Mr Wheeler said engineering consultants Aurecon say further investigations are needed to work out how to strengthen the foundations. A decision would then have to be made about the time for the remedial work.
"We have to face up to the fact that some further work may be required. Council's overall earthquake-prone building policy is currently under review and we're also aware that local bodies may well be expected to enforce higher standards of building safety in future as a consequence of the Christchurch earthquake. But in the meantime, in terms of current rules and policies, the clock tower complies with the minimum standard." Adhesion testing of the stonework revealed no problems and the stones that were tested would be refixed into place. Mr Wheeler said that work should be completed today.
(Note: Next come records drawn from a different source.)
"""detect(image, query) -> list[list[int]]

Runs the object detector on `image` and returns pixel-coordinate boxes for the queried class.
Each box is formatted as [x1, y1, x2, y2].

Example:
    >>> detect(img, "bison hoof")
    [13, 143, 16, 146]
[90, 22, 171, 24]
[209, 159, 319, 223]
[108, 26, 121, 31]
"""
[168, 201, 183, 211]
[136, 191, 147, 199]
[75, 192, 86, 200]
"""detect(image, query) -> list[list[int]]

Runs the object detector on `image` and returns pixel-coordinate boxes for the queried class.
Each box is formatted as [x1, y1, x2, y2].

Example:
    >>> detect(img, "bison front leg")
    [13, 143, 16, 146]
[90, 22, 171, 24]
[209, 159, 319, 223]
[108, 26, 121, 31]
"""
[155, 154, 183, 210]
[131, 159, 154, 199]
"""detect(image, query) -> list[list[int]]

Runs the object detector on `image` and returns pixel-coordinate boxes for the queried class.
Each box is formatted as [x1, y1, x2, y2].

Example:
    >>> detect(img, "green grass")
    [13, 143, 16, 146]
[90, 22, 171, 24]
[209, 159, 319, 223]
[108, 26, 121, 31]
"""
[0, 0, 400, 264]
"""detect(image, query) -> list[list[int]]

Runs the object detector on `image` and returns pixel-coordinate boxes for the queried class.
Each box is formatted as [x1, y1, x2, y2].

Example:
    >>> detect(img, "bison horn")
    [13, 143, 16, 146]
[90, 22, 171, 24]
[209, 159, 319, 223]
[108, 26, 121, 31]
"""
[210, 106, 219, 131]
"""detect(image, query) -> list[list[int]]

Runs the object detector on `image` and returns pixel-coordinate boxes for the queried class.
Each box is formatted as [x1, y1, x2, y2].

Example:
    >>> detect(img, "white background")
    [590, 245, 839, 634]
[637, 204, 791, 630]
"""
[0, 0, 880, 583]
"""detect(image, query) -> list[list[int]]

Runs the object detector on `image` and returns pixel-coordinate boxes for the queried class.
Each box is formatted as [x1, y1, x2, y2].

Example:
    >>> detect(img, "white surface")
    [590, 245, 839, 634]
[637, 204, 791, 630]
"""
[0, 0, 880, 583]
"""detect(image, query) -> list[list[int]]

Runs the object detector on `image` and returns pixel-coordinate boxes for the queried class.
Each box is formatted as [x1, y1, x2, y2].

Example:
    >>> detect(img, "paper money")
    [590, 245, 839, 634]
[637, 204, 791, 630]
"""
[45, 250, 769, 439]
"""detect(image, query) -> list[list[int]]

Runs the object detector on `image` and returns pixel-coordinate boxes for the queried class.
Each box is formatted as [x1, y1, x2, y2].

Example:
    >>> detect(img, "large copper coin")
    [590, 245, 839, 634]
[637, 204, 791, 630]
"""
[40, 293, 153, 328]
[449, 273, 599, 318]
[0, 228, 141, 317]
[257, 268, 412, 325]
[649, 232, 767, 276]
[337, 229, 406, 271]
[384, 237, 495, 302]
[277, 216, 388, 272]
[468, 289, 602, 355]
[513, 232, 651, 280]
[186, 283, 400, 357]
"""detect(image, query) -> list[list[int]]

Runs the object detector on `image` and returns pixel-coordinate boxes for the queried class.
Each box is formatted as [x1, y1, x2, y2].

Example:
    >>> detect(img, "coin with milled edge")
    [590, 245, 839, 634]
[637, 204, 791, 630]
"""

"The stonework has passed the adhesion test, so that's a relief - and it's very pleasing to be able to confirm that the original mortar work done by Blenheim stonemasons George and John Munro and Robert Vass is standing the test of time," he said.
Mr Wheeler said local authorities had to take a cautious approach once there was a suggestion of risk to the public. The adhesion tests were recommended by the engineers who looked at the clock tower's overall soundness.
"A piece of a cornice did break off about 18 months ago and at that time a local stonemason and a structural engineer did check that out for us and gave it the all-clear. Now we've had the further reassurance about the stonework and, together with the engineer's report, we have a pretty full picture of the overall structure - a report our council insurers will be pleased to receive."
He said most people understood that the safety of the public is the council's first responsibility and that the investigation was done for that reason. "Then we all had to accept that it would take a bit of time because of the pressure of work that the country's specialist engineers are under in the wake of Christchurch. Other regions have just had to wait in line because there have been more pressing priorities down there."